This is caused by the following code (as you identified):
def anagram?(reference, [head | tail]) when head in reference do
anagram?(reference - head, tail)
end
You can find the definition of the in
macro in the source code, but I have copied it here for convenience - it also contains the following in the documentation:
Guards
The in
operator can be used in guard clauses as long
as the right-hand side is a range or a list. In such cases, Elixir
will expand the operator to a valid guard expression.
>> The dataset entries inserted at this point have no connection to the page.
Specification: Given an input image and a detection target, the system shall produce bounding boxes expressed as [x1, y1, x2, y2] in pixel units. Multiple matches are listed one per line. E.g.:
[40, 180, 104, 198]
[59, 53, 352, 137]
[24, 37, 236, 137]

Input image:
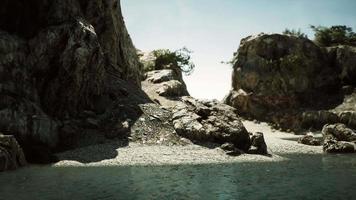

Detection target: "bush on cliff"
[283, 28, 308, 38]
[140, 47, 195, 75]
[310, 25, 356, 47]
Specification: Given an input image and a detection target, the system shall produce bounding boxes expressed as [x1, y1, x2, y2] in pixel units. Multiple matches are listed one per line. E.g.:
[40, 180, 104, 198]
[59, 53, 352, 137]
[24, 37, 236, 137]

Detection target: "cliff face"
[225, 34, 356, 129]
[0, 0, 142, 162]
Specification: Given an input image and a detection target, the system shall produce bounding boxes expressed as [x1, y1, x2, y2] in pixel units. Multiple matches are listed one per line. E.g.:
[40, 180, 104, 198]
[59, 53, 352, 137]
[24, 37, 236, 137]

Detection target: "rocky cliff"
[0, 0, 267, 169]
[225, 34, 356, 130]
[0, 0, 149, 160]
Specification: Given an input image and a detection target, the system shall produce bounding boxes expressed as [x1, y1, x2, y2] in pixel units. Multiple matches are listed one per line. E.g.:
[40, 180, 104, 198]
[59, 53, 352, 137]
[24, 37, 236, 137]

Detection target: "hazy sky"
[121, 0, 356, 100]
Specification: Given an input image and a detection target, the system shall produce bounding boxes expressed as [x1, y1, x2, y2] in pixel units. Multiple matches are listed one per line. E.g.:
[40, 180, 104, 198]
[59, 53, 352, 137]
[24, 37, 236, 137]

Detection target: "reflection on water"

For example:
when x in [1, 2, 3]
translates to:
when x === 1 or x === 2 or x === 3
The code that defines the macro:
defmacro left in right do
in_module? = (__CALLER__.context == nil)
right = case bootstraped?(Macro) and not in_module? do
true -> Macro.expand(right, __CALLER__)
false -> right
end
case right do
_ when in_module? ->
quote do: Elixir.Enum.member?(unquote(right), unquote(left))
[] ->
false
[h|t] ->
:lists.foldr(fn x, acc ->
quote do
unquote(comp(left, x)) or unquote(acc)
end
end, comp(left, h), t)
{:%{}, [], [__struct__: Elixir.Range, first: first, last: last]} ->
in_range(left, Macro.expand(first, __CALLER__), Macro.expand(last, __CALLER__))
_ ->
raise ArgumentError, <<"invalid args for operator in, it expects a compile time list ",
"or range on the right side when used in guard expressions, got: ",
Macro.to_string(right) :: binary>>
end
end
Your code block is hitting the last part in the case statement because it can't be guaranteed at compile time that your variable reference
is of type list
(or range
.)
You can see what value is being passed to the macro by calling:
iex(2)> quote do: head in reference
{:in, [context: Elixir, import: Kernel],
[{:head, [], Elixir}, {:reference, [], Elixir}]}
Here, the atom :reference
is being passed to the in
macro, which doesn't match any of the previous clauses so it falls through to the _
clause (which raises the error.)
To fix this, you will need to combine your last two clauses into one function:
def anagram?(reference, [head | tail]) do
case head in reference do
false ->
IO.puts 'Not an anagram, #{head} is not in the reference word.'
false
true ->
anagram?(reference - head, tail)
end
end
It is also worth noting that you probably want to use "strings"
instead of 'char_lists'
http://elixir-lang.org/getting-started/binaries-strings-and-char-lists.html#char-lists
The other thing is that calling reference - head
won't work (it will raise an ArithmeticError
). You might want to look at List.delete/2 to remove an item from a list.